When you spend years on the floor with small children, you stop believing in shortcuts. You see how learning really happens. It happens when a child pours water and spills it, freezes for a second, and looks at you — not for help, but to understand what kind of world this is going to be. A world where mistakes are a problem, or a world where we grab a cloth and clean together. It happens when a child struggles to thread a needle, gets frustrated, walks away, then comes back and tries again with slower hands. No one taught that patience. It arrived on its own.
This is early childhood learning. It is physical, emotional, relational. And it is slow.
When AI Enters the Room
I’ve used AI with children myself. It can be fun. Children are curious, engaged, playful. I wrote earlier about this balance in AI in early childhood education, where I looked more closely at how technology can exist in children’s lives without replacing curiosity, play, and real problem-solving. That curiosity matters and should not be dismissed.

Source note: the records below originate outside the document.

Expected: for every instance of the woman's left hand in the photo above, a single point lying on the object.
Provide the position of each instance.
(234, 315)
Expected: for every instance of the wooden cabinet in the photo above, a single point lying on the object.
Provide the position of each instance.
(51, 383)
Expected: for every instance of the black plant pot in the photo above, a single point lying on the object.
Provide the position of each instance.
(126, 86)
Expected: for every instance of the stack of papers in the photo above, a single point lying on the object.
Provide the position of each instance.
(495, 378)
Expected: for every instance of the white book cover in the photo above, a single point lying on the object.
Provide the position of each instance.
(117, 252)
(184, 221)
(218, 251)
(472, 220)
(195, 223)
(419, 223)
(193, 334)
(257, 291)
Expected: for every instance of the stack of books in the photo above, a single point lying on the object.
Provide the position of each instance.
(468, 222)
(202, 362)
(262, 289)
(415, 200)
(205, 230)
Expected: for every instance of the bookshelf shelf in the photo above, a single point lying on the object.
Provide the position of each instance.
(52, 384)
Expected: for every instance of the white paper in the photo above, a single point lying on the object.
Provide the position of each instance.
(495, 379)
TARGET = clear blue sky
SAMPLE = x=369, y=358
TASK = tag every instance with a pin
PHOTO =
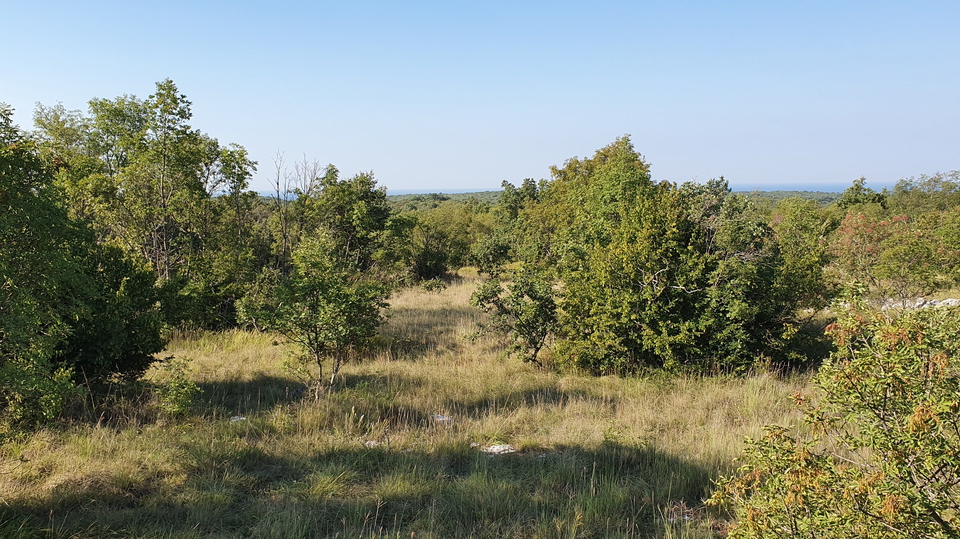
x=454, y=95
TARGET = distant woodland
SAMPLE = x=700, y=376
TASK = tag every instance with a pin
x=122, y=224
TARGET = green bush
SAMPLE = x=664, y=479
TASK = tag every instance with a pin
x=882, y=457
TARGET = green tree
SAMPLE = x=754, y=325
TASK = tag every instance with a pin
x=524, y=309
x=147, y=181
x=70, y=306
x=329, y=311
x=655, y=276
x=882, y=459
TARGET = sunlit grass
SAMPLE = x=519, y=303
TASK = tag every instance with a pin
x=595, y=457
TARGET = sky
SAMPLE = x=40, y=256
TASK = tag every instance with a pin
x=460, y=96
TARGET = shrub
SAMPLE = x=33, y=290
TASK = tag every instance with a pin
x=883, y=455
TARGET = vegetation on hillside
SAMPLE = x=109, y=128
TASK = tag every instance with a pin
x=123, y=227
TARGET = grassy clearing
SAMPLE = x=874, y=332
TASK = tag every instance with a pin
x=605, y=457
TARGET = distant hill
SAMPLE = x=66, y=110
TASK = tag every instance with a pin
x=425, y=201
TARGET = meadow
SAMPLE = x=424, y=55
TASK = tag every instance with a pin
x=398, y=449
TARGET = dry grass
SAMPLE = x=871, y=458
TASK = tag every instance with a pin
x=596, y=457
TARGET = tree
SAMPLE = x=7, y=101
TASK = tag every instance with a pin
x=896, y=259
x=882, y=458
x=145, y=180
x=326, y=309
x=857, y=194
x=70, y=307
x=524, y=309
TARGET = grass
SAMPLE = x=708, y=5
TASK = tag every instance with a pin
x=595, y=457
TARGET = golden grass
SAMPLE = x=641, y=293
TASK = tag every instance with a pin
x=596, y=457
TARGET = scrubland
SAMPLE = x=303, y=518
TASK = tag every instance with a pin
x=397, y=449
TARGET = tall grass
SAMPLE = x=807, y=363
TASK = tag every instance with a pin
x=595, y=457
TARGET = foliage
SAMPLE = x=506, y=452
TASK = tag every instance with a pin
x=71, y=308
x=899, y=258
x=525, y=309
x=857, y=194
x=175, y=392
x=326, y=309
x=883, y=455
x=936, y=193
x=167, y=194
x=429, y=243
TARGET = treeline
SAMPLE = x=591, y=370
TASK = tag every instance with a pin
x=124, y=221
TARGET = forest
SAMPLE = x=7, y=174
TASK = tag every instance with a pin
x=137, y=266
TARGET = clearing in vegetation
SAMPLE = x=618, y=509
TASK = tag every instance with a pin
x=256, y=457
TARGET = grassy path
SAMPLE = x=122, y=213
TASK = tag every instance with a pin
x=605, y=457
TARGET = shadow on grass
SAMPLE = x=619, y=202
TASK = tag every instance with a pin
x=450, y=491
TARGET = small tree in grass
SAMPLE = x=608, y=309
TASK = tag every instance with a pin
x=326, y=308
x=525, y=310
x=883, y=455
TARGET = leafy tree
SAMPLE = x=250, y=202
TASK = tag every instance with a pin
x=936, y=193
x=145, y=180
x=802, y=230
x=881, y=457
x=655, y=276
x=893, y=259
x=524, y=309
x=70, y=306
x=857, y=194
x=328, y=310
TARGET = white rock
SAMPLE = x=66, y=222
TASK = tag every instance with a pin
x=499, y=449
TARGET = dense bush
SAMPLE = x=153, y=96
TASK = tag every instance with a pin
x=69, y=307
x=650, y=275
x=882, y=454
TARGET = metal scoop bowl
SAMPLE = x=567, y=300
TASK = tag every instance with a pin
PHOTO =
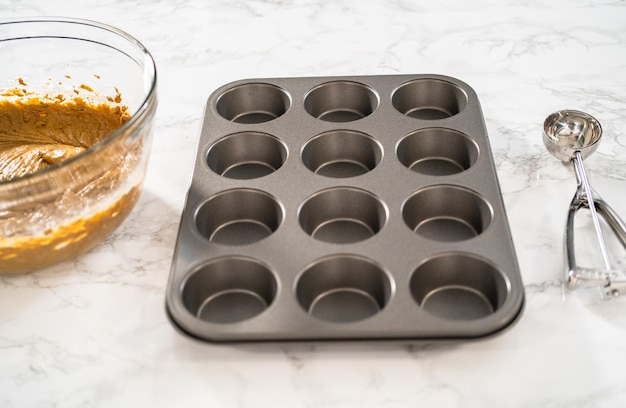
x=571, y=136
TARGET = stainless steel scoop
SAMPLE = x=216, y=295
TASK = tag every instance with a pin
x=571, y=136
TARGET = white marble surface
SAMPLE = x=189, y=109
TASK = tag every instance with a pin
x=93, y=332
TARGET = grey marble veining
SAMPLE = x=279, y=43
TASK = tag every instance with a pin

What I watch closely, though, is what happens next. Do they continue exploring when the tool stops responding? Do they try another way when there is no immediate feedback? Or do they pause, waiting for the screen to lead?
When the balance is right, AI stays in the background. It supports, but it does not steer. The moment it starts thinking for the child instead of with the child, something shifts. You see it first in their body. Less leaning in. More waiting.

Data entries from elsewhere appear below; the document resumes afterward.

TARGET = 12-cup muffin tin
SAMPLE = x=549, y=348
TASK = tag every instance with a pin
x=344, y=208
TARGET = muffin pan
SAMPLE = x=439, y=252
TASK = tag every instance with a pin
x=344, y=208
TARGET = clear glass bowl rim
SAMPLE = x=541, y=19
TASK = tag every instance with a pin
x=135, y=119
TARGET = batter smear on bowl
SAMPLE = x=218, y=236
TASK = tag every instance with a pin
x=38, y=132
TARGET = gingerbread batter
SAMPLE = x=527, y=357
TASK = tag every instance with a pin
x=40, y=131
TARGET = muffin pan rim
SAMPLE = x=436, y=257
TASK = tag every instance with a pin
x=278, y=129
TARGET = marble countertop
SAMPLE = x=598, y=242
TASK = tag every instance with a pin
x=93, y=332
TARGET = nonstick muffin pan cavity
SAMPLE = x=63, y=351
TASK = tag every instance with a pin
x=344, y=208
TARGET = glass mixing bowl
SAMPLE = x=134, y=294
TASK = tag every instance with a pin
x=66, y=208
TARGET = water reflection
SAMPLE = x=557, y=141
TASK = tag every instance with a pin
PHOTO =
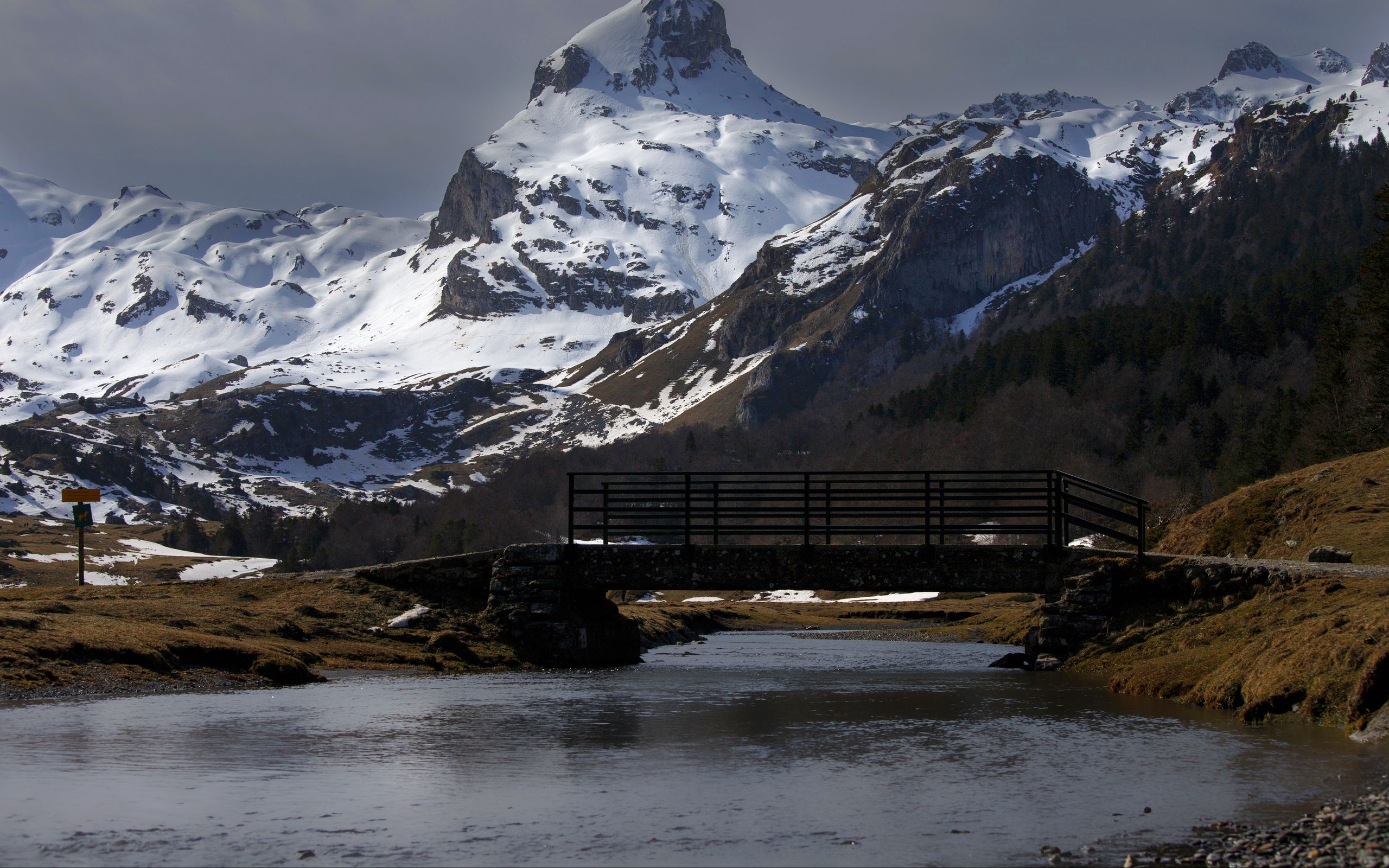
x=755, y=748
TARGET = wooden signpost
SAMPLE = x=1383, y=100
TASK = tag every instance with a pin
x=81, y=500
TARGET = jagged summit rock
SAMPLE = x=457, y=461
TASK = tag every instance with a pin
x=1253, y=75
x=1333, y=63
x=1378, y=68
x=642, y=45
x=1015, y=105
x=1249, y=59
x=621, y=191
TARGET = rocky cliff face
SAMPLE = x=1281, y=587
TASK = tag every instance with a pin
x=1378, y=68
x=475, y=196
x=621, y=187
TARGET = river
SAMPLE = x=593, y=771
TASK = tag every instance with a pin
x=749, y=749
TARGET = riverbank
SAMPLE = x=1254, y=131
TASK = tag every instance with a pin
x=231, y=633
x=1256, y=642
x=1350, y=832
x=285, y=629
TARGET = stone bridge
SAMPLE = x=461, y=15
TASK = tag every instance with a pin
x=552, y=599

Learning Is Not Efficient — and That Matters
In real classrooms, learning is messy. It is loud, repetitive, and often boring long before it becomes meaningful. I have watched children argue for twenty minutes over how to build a bridge with blocks, only for it to collapse as soon as they finish. Then they sit quietly and rebuild — not because anyone told them to, but because they want to understand what went wrong.
No app would allow that much frustration. No system would optimise for that kind of learning.

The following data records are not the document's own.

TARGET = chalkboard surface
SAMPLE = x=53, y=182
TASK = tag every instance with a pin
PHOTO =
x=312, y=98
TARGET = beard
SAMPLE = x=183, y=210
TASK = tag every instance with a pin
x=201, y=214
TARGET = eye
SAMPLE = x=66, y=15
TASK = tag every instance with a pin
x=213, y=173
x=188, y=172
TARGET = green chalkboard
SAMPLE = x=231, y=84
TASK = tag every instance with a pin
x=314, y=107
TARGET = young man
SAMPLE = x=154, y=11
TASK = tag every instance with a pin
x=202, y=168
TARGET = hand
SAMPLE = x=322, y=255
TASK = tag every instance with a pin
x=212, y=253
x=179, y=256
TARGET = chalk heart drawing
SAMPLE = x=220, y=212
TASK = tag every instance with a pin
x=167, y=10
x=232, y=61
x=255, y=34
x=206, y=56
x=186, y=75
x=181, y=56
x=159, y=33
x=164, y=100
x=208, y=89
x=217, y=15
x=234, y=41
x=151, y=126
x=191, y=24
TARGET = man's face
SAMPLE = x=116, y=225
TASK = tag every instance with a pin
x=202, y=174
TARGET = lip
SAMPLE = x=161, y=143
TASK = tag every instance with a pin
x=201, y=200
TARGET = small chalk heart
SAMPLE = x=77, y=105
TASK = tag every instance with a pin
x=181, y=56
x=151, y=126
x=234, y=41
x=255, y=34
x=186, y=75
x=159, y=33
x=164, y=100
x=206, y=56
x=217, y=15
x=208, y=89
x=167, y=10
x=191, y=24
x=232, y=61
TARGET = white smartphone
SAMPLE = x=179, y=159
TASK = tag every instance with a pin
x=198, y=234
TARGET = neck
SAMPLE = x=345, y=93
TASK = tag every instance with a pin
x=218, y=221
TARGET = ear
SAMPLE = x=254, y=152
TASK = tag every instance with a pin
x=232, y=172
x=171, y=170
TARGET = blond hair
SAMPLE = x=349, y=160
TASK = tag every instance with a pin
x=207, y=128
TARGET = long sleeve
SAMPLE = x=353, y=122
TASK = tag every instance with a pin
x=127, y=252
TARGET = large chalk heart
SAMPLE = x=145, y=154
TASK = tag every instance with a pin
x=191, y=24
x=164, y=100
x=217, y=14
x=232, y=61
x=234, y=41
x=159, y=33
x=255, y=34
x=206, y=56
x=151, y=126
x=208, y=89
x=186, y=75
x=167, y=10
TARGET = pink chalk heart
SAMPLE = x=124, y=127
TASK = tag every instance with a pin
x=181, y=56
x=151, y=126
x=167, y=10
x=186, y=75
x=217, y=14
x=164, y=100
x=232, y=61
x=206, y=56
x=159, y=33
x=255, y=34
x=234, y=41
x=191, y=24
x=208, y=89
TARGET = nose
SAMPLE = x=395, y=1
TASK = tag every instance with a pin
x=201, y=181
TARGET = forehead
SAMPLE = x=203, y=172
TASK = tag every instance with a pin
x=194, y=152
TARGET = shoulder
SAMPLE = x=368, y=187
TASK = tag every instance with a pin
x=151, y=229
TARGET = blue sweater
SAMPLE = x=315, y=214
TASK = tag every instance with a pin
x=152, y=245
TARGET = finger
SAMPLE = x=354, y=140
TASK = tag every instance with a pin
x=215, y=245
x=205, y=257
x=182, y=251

Boredom plays a role we rarely acknowledge. When nothing is offered, suggested, or filled in, children begin to invent. They negotiate, imagine, and decide for themselves. When every gap is filled, they don’t get lost — but they also don’t get found.
The Quiet Risk: Compliance
What worries me most about AI in early education is not screens or intelligence. It is compliance.
Children are quick to learn what earns approval. When learning environments respond instantly, evaluate constantly, and guide every step, children begin to perform early. They get good at reading prompts, avoiding mistakes, and waiting for feedback. It looks like success. But it is a fragile kind.
Efficiency is not the same as understanding.
Technology Is Not New — Dependency Is
I grew up with technology arriving slowly. Computers were learned deliberately. I took courses. I learned commands, DOS screens. It was not magic and it was not everywhere. It was a tool you had to understand in order to use.
What we were never taught was how to relate to technology. When to use it. When not to. What it should support — and what it should never replace. So we learned by overuse.
Now many adults cannot navigate without a phone, remember numbers, or tolerate not knowing for a few minutes — not because we are incapable, but because we outsourced too much, too early.
I see the same risk forming for children.
Teaching the Relationship, Not Just the Tool
The problem is not AI. The problem is the absence of guidance.
Schools often introduce technology without teaching boundaries. Children learn how to use tools, but not how to stop using them. How to access answers, but not how to think first.
AI can have a place. It can support teachers, reduce administrative load, help children revisit ideas, explore language, or check understanding. But it should never replace struggle, decision-making, or lived experience.
Children need to know — clearly — that their brain comes first. Their body comes first. Their real-world experience comes first. Technology comes after, in service of that life, not instead of it.
What Childhood Actually Needs
Childhood does not need upgrading. It needs protecting — not from the future, but from being thinned out.
If a tool makes learning faster but makes childhood smaller, I step back. Not out of fear, but out of respect for development.
Children are not behind. They are not late. They are not raw material for the future. They are humans now, learning in the only way humans ever have — through their bodies, their relationships, their mistakes, and their time.
If we remember that, we will make better choices.
If we forget it, no amount of intelligence — artificial or otherwise — will give back what we quietly take away.